Model organisms provide an alternative and complementary approach to the identification of new metabolic pathways. The sophisticated genetic technology with which we study Drosophila has provided us with an extraordinary opportunity for analyzing the functions of all fly genes. For example, isolating mutations in fly orthologs of human genes has revealed new tyrosine kinase pathways in Drosophila. An oncogenic form of the signaling molecule Ras gives rise to profound developmental abnormalities in the fly eye. By crossing flies that display these abnormalities with heavily mutagenized flies, one can screen for mutations in other genes that modify (either enhance or suppress) the severity of the eye phenotype. This type of “modifier screen” has led to a nearly complete dissection of signaling pathways downstream of Ras, pathways that are conserved in human cells (12). Recently, similar strategies have been applied to the study of the fly insulin-signaling pathway (13). Drosophila and other experimental species will be valuable for identifying genes involved in new biochemical pathways, including those implicated in human disease.

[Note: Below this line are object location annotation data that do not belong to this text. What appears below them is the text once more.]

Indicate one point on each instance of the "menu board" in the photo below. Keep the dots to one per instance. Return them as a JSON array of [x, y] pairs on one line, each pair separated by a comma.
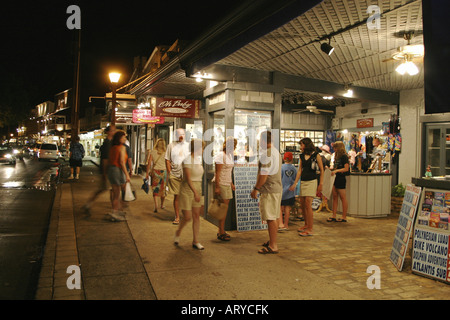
[[247, 209], [431, 256], [405, 225]]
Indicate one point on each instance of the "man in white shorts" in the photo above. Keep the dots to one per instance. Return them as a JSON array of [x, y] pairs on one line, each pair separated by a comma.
[[175, 154], [268, 184]]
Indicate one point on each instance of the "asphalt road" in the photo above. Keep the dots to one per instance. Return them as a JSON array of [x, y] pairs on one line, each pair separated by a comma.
[[26, 196]]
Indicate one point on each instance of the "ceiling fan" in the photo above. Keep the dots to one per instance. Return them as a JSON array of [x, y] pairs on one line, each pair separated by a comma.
[[409, 51], [312, 109]]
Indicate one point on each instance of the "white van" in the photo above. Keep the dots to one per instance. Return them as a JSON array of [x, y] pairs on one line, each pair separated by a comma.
[[48, 151]]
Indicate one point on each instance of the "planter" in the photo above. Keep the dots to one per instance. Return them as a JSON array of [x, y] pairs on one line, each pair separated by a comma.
[[396, 204]]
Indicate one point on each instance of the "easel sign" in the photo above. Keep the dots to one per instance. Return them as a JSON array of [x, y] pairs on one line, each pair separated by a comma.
[[247, 209], [431, 254], [405, 225]]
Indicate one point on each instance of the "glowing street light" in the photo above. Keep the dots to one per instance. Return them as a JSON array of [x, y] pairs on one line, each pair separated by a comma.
[[114, 78]]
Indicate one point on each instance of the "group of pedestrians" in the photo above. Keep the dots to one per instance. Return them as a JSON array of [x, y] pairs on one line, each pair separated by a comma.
[[179, 166]]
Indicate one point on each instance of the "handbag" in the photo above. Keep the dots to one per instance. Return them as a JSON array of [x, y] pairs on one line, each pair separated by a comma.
[[130, 195], [217, 209]]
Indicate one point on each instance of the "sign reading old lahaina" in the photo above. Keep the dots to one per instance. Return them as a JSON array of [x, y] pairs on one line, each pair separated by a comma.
[[178, 108]]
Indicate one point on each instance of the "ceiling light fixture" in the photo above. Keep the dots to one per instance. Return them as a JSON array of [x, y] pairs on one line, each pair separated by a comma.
[[408, 67], [327, 48]]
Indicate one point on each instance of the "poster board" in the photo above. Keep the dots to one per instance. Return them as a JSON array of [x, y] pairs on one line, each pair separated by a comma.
[[405, 225], [431, 256], [248, 217]]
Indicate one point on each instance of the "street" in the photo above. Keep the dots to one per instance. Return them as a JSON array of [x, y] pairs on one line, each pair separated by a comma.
[[26, 197]]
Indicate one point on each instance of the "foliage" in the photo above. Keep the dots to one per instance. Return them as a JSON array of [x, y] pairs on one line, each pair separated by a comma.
[[398, 190]]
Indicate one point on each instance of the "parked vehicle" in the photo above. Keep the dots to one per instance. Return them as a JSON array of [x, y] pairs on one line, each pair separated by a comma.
[[7, 155], [48, 151]]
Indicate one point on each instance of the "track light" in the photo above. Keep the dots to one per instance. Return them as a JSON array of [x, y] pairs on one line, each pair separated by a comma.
[[327, 48]]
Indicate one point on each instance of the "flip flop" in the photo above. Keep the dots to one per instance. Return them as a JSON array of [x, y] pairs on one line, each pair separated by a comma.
[[267, 250]]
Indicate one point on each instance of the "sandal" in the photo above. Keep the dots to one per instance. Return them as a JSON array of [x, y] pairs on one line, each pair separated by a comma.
[[267, 250], [224, 237]]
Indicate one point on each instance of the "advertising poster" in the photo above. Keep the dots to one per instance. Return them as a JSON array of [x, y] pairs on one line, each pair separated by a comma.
[[431, 254], [405, 225], [248, 217]]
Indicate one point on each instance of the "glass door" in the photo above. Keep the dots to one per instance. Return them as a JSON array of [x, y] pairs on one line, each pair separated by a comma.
[[437, 153]]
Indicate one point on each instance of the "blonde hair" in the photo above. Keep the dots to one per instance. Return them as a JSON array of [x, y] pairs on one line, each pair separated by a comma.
[[195, 143], [160, 145], [339, 148], [230, 141]]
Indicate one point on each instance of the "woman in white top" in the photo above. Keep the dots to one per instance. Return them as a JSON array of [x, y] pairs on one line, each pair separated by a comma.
[[224, 162], [191, 199], [157, 163]]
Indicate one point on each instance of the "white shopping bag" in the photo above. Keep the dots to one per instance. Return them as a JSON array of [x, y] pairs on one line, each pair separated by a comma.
[[328, 181], [129, 194]]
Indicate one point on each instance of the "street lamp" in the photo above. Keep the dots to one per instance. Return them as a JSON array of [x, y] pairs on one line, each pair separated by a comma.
[[114, 78]]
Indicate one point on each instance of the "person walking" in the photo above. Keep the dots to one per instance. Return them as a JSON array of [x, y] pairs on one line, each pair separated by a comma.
[[104, 160], [340, 167], [224, 187], [175, 154], [268, 184], [75, 158], [191, 199], [117, 173], [288, 175], [156, 170], [309, 187]]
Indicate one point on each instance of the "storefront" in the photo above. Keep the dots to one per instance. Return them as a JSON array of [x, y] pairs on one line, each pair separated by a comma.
[[373, 142]]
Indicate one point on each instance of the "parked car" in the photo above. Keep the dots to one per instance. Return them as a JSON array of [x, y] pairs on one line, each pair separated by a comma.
[[48, 151], [7, 155]]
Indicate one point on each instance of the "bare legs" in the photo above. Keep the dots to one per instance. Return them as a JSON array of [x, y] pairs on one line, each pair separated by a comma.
[[188, 215], [342, 194]]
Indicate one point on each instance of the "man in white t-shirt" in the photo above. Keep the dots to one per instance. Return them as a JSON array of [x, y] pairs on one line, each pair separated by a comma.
[[175, 154], [268, 184]]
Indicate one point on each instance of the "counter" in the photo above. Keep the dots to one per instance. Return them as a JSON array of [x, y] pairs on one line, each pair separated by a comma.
[[368, 195], [435, 183]]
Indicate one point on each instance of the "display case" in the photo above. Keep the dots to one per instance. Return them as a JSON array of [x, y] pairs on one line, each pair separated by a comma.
[[290, 141]]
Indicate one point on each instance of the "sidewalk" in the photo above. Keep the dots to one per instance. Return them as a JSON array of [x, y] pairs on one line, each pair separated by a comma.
[[137, 260]]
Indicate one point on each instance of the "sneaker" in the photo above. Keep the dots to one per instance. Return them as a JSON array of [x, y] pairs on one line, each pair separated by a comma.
[[198, 246], [114, 217], [86, 209]]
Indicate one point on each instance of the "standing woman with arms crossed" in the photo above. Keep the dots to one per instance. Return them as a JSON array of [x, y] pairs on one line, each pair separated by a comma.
[[308, 187], [191, 199], [117, 173], [157, 163], [224, 186]]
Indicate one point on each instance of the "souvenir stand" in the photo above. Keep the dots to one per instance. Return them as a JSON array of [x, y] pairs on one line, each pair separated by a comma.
[[370, 154]]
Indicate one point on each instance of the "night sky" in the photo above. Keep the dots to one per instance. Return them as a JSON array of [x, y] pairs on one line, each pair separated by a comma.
[[37, 47]]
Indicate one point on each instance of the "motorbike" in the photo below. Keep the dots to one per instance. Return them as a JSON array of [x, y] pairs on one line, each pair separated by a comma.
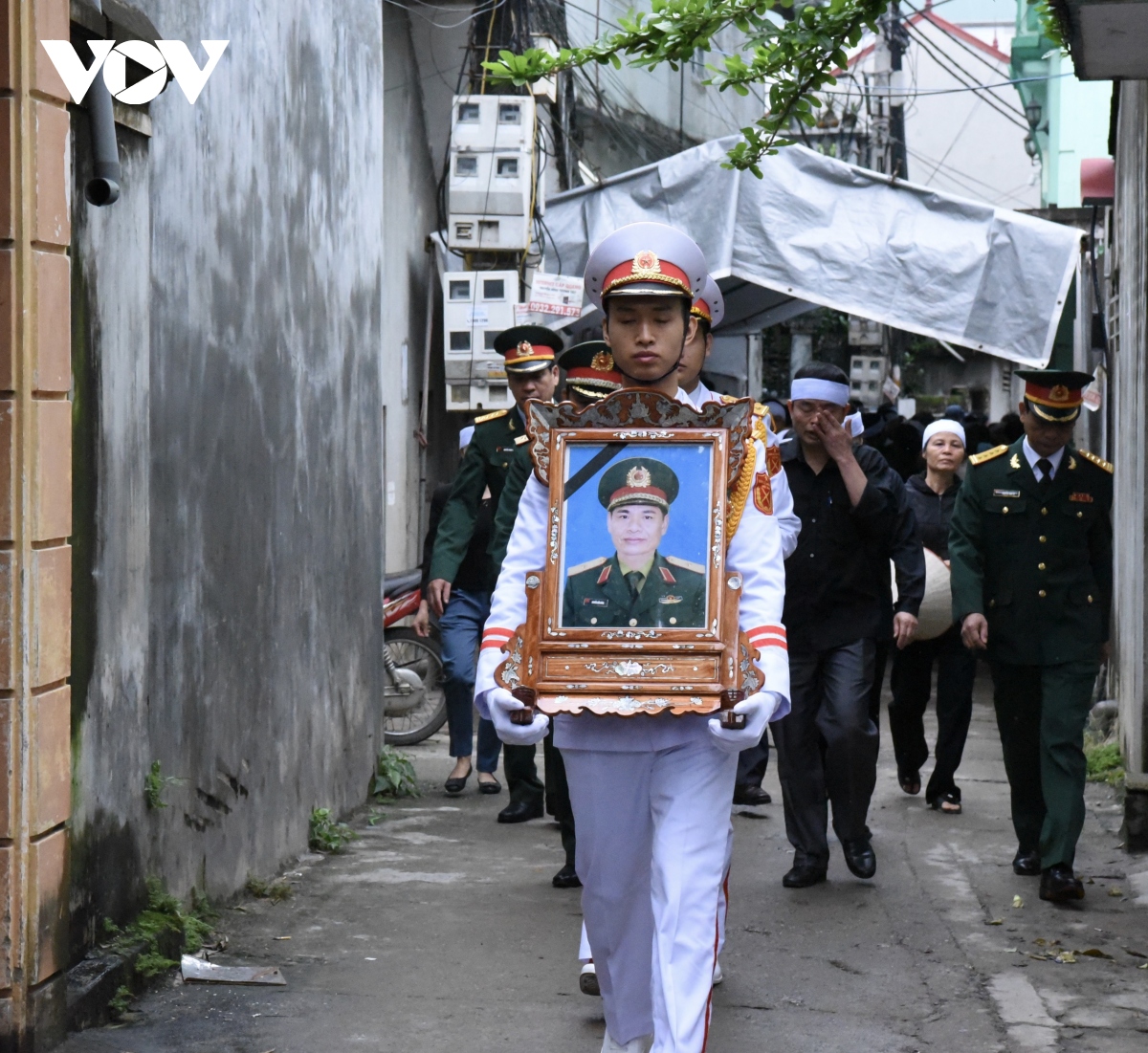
[[414, 704]]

Phenotypic Variations in Simplex Diseases

There are major problems associated with dissecting the molecular basis of even simple monogenic diseases caused by mutations in a single gene. Principal among these are the modifying effects of other genes. No gene operates in a vacuum; rather, each gene busily interacts either directly or through its protein product with many other genes and gene products. This results in marked variations in the symptoms of patients with the same disease. Of the 1500 or so monogenic diseases for which the mutated gene has been identified, there are only a few where the effects of other genes on disease pathogenesis have been studied. Existing information about monogenic diseases, such as cystic fibrosis and Hirschsprung disease, demonstrates that certain modifier genes cause variations in the clinical phenotype of these disorders [for a review, see (14)]. It is probable that many diseases that are considered monogenic will turn out to be “complex” disorders. Such complexity may be attributable to the typically unpredictable effects of gene mutations on the encoded protein and on the metabolic pathway in which the protein acts (15). As exemplified by Marfan syndrome, there could be an expression threshold below which the mutant protein does not cause a disease phenotype (16). In the hemoglobinopathies, for example, modifier genes play an important part in the appearance of clinical symptoms (17). Finally, the recognition that metabolic pathways are only rarely controlled by single rate-limiting steps greatly complicates the prediction of which symptoms a patient will develop based on the gene that is mutated (18, 19). These possibilities all require further analysis in human patients as well as in model organisms before we can understand why the severity of monogenic diseases varies not only with different mutations in the same gene, but also among affected individuals within the same family.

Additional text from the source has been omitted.